The city of Victorville has Measure K on next Tuesday’s ballot. If passed, it will reportedly raise $8.5 million per year for public safety. As a taxpayer, I would rather not have to pay any additional taxes, but in the case of Measure K, whether I vote to pass it or not, the end result will be additional taxes. It’s a question of paying more in sales tax — shared by everyone who buys in the city — or property owners alone paying a parcel tax. I opt for the sales tax.
But regardless of which tax, the city of Victorville needs to decide how it is going to address crime in the city. The argument in favor of Measure K states that “The city has been unable to keep pace with the rising costs of providing fire and police services…” That says the motivation for Measure K is strictly financial.
To simply impose a tax to hire more police (and firefighters) does nothing but compensate for the annual increase in costs to provide public safety services, which in and of itself, does not answer the question — what is the city going to do about crime?
Crime seems to dominate discussions here, it dominates coverage by the local media. People are afraid, angry and frustrated but all people seem to do is complain about crime without anyone stepping forward with common sense strategies, costing very little if any financial resources, and would serve as a way to galvanize, mobilize and organize our residents to do their part to make our communities safe.
So I developed a 14-point plan (“Strategies to Prevent/Reduce Crime”) that would help, and presented it via email on Oct. 10 to Victorville Mayor Gloria Garcia and City Manager Doug Robertson, asking if the city would endorse/support the plan as a starting point leading to short-term and long-term solutions to our crime.

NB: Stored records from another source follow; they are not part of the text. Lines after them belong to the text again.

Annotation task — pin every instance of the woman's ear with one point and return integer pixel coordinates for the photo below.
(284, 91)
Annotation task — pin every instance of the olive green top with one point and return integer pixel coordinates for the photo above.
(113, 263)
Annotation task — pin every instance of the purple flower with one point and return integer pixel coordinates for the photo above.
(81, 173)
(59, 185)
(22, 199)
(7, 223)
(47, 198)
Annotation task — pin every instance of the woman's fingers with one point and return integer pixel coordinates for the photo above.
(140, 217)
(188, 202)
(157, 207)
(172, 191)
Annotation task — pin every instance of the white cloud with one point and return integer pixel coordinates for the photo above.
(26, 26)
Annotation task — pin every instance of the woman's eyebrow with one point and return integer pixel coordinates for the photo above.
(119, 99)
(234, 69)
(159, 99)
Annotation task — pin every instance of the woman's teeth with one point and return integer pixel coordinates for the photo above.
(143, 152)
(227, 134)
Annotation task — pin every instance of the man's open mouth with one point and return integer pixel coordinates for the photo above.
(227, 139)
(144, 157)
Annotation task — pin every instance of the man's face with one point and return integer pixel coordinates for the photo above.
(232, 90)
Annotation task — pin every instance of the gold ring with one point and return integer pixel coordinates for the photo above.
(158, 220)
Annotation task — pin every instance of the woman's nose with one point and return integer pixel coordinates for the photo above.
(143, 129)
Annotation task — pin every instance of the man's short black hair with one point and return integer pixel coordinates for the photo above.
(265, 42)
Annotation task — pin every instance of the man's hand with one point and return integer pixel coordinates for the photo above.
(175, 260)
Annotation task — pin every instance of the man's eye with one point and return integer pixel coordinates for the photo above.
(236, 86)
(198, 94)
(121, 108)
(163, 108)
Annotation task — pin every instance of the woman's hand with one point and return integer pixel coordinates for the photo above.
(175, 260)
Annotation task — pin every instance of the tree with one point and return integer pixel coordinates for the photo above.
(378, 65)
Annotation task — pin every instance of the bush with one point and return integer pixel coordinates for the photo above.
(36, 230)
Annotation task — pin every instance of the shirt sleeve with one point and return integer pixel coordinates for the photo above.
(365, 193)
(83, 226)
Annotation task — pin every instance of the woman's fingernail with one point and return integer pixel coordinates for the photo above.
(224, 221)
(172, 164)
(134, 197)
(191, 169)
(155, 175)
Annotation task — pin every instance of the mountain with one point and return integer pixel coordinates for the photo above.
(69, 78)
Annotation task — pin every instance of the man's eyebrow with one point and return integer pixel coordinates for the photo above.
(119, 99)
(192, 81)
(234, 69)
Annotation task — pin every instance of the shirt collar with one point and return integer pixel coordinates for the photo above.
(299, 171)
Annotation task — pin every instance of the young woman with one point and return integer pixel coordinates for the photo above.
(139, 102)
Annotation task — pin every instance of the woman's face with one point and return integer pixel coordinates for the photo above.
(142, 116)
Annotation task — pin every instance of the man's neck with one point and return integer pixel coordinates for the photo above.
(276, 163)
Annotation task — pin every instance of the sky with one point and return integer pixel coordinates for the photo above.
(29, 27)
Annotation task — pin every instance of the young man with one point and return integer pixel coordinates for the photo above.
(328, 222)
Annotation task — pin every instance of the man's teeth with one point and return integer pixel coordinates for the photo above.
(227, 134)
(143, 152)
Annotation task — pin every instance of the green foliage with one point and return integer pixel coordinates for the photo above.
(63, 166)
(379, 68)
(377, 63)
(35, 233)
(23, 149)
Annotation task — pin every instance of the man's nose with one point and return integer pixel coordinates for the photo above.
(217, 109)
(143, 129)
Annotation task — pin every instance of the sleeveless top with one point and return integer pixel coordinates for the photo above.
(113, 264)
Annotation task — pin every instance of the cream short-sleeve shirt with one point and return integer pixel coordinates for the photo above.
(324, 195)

Much to my dismay the city of Victorville has decided it would rather keep its head in the sand and instead of embracing a multi-dimensional approach to address crime, continues to only look at chasing the dollars.

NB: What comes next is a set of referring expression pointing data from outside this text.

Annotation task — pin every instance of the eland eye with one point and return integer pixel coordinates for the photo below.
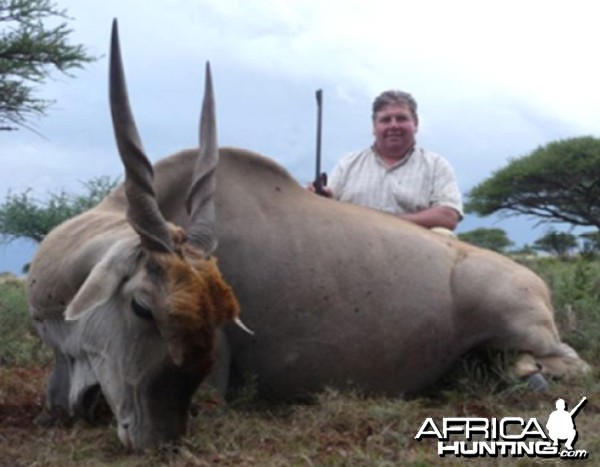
(141, 311)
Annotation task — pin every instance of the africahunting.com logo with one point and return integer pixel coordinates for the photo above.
(508, 436)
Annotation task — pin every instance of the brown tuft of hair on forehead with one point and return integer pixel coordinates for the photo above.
(199, 301)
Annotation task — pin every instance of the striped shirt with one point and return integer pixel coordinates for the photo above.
(421, 180)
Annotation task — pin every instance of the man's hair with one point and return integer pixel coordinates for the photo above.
(395, 97)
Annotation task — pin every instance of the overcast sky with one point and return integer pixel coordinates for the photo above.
(494, 80)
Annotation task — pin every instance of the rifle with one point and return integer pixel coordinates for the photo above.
(320, 177)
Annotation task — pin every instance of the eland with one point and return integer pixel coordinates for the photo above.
(131, 301)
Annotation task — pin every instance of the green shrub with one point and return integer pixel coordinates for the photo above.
(19, 344)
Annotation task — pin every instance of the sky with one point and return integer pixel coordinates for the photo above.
(494, 80)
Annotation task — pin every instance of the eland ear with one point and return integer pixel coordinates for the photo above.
(103, 280)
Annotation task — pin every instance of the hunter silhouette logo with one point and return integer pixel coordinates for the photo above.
(560, 424)
(508, 436)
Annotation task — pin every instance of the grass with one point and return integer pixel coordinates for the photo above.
(338, 429)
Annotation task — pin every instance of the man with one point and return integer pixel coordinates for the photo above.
(396, 176)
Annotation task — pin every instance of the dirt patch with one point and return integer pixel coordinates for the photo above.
(21, 396)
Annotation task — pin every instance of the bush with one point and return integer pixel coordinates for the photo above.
(19, 343)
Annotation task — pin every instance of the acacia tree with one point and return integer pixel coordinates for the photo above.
(24, 216)
(29, 52)
(559, 182)
(558, 243)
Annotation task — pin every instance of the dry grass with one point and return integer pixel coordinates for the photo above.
(336, 430)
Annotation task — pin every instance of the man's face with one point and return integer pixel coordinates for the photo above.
(394, 128)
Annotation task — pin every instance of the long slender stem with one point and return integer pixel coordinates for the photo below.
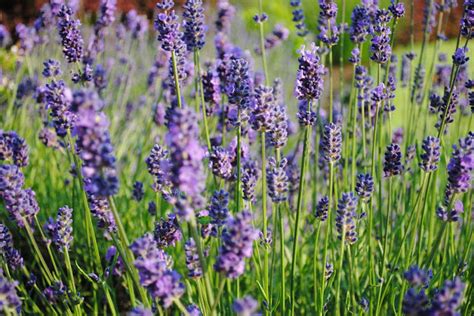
(304, 158)
(201, 93)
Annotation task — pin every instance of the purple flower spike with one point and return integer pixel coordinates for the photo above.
(194, 29)
(70, 34)
(9, 300)
(309, 79)
(331, 142)
(237, 241)
(431, 154)
(393, 161)
(322, 209)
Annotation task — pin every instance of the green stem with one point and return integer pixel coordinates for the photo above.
(176, 78)
(304, 158)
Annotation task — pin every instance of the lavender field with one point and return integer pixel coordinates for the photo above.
(215, 159)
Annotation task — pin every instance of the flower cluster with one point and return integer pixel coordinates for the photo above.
(345, 223)
(13, 147)
(156, 275)
(277, 180)
(237, 240)
(71, 38)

The city can hire 10 additional police officers (not sure if the $8.5 million will have to be in the bank first or the officers will be hired over many years), but regardless of the number the city will NEVER have enough officers. The crooks will ALWAYS outnumber the cops. So until and unless the city decides it wants to look at solutions to address crime, it’s just a matter of time before taxpayers will be asked for more money.

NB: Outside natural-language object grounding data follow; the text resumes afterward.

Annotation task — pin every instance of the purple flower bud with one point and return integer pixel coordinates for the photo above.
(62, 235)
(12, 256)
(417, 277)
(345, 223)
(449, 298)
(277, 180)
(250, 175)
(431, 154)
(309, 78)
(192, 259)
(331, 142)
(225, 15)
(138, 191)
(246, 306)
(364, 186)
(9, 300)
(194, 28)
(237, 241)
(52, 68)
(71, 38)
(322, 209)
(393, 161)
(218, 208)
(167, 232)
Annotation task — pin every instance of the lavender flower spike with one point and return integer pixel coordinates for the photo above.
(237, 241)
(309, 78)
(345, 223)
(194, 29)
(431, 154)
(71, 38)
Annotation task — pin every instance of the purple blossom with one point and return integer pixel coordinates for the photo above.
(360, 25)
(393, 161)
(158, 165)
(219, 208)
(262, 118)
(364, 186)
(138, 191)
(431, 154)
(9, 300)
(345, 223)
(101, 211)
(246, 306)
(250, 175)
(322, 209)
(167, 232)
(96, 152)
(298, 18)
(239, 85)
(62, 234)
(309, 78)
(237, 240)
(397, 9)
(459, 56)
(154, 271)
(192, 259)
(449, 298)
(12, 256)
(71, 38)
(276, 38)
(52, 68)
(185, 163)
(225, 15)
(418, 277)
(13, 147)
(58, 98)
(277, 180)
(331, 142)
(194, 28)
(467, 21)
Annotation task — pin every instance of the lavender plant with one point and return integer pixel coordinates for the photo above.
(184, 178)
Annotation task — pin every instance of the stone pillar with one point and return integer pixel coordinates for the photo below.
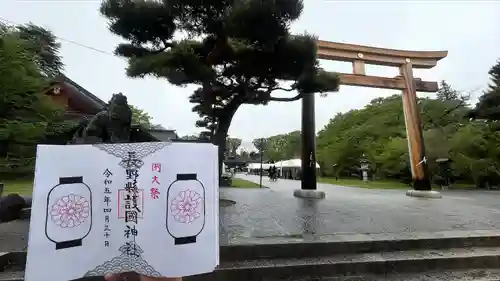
(418, 161)
(308, 156)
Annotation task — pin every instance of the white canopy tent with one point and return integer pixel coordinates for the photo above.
(290, 169)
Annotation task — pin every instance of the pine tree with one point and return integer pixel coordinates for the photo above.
(235, 51)
(26, 114)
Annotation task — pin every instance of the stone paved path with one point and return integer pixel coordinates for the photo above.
(271, 214)
(274, 212)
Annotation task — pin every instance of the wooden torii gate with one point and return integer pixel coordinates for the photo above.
(359, 56)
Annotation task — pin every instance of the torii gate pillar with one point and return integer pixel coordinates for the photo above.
(359, 56)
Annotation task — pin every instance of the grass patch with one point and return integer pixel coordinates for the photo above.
(21, 187)
(378, 184)
(241, 183)
(387, 184)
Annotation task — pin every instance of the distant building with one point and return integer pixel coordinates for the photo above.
(80, 104)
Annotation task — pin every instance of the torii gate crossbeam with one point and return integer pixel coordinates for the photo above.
(359, 56)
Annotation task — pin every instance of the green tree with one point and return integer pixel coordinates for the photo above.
(140, 117)
(488, 107)
(445, 92)
(260, 144)
(44, 44)
(232, 145)
(26, 113)
(236, 52)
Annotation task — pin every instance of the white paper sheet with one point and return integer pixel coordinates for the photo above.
(145, 207)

If you believe that Victorville City Council should focus time and attention on finding solutions to our crime, let them know by visiting the city’s website (http://www.victorvilleca.gov/council.aspx) where each Council member’s email address is listed. And just maybe, one of them might respond to your email.
A coalition — Citizens for Safer Communities — is being formed as a grass-roots effort and soon, for Councils with their heads stuck in the sand, the taxpayers will begin to demand serious solutions to address crime in the High Desert.
Michael Stevens is a Victorville resident and former candidate for City Council.